Posisi Maguire di lini tengah pertahanan tiga pemain yang diterapkan Amorim memungkinkannya memaksimalkan dominasi udara dan kesadaran defensifnya. Komitmen Maguire terlihat jelas, bahkan ketika ia bermain dalam kondisi sakit, menunjukkan tingkat dedikasi yang diharapkan Amorim dari setiap pemainnya.
Maguire juga menekankan pentingnya tanggung jawab pemain dalam menjalankan instruksi pelatih. “Kami sebagai pemain harus memikul banyak tanggung jawab untuk itu juga,” tambah bek tengah tersebut. Ia merasa nyaman bermain dalam formasi empat bek, yang dinilainya lebih sesuai dengan gaya permainannya yang seringkali melakukan dorongan ke depan dengan bola.
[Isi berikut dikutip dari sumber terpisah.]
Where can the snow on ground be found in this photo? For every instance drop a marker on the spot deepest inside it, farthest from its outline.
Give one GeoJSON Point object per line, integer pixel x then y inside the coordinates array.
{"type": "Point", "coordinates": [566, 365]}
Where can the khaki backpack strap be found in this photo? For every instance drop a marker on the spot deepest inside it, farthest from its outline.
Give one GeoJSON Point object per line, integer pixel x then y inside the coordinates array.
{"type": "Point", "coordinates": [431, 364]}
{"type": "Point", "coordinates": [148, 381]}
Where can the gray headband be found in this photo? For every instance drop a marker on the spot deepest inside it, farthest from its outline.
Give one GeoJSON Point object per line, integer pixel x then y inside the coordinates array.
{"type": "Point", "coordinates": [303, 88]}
Transisi dan Harapan ke Depan
Setelah kepergian Amorim pada Januari 2026, Manchester United mengalami perubahan signifikan di bawah manajer interim Michael Carrick. Sejak mengambil alih, Carrick berhasil mengangkat performa tim, membawa mereka naik ke posisi tiga besar Liga Primer Inggris dengan 23 poin dari 10 pertandingan dan hanya mengalami satu kekalahan.
Maguire memuji transisi yang mulus di bawah Carrick, mengakui kontribusi staf pelatih dalam membuat proses adaptasi berjalan lancar.
Meskipun masa kepelatihan Amorim di Manchester United tidak mencapai puncaknya, pujian dari Maguire menunjukkan bahwa warisan taktis dan upaya membangun skuad yang kuat tetap dihargai. Pengalaman ini menjadi pelajaran berharga bagi klub dalam perjalanan mereka mencari stabilitas dan kesuksesan di masa depan.